Las curvas exponenciales tienen una belleza atípica, imposible, rítmica.

Una sensibilidad al cambio primero imperceptible y luego inabarcable.

Parecen realmente capaces de seguir tendiendo al infinito.

Si sigues una de estas curvas con el dedo, y en el eje “y” tienes el tiempo medido en días, pasas con suavidad del dos al cuatro y luego del cuatro al ocho y te parece razonable para dos días. Pero en una semana vas ya por

ciento veintiocho

cajas de navajas y el dedo que sigue la curva se desplaza cada vez más hacia arriba por cada unidad de desplazamiento hacia la derecha.

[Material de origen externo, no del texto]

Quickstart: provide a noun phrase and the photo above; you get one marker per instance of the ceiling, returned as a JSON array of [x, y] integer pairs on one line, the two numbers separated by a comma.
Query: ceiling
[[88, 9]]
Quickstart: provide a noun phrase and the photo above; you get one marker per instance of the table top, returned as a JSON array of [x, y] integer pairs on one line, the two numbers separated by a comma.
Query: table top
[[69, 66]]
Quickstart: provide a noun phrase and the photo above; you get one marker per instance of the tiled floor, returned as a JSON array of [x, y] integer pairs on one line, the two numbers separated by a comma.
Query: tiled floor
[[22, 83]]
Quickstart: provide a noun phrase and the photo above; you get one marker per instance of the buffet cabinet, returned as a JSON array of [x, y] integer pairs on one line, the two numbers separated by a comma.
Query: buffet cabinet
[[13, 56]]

Tienes sesenta y cuatro veces más de lo que sea y tras otra semana tendrías

diez y seis mil trescientos ochenta y cuatro

y en el día treinta de este experimento habrías llegado ya a, toma asiento,

mil millones setenta y tres millones setecientos cuarenta y un mil ochocientos veinticuatro

granos de arroz o de sal. Estas cerca de no saber como pronunciar la siguiente cifra y por su puesto el dedo que seguía la curva ha dejado de hacerlo. El papel hace tiempo que se quedó pequeño.

Si el primer día hubiera sido el uno de enero de dos mil quince para la primera semana de febrero que acaba el domingo ocho, tendríamos

doscientos setenta y cuatro mil millones ochocientos setenta y siete millones novecientos seis mil novecientos cuarenta y cuatro

peones de ajedrez o de obra.

Para el miércoles siguiente

cuatro billones trescientos noventa y ocho mil millones cuarenta y seis millones quinientos once mil ciento cuatro.

A partir de aquí cualquier calculadora convencional empieza a usar la notación científica, esa forma de invisibilizar la desmesurada longitud del espacio que ocupan los números, bien expresados en letras o en sí mismos, con lo que se pierde perspectiva justo cuando estas intentando llegar a finales de febrero de un año que, afortunado, no es bisiesto.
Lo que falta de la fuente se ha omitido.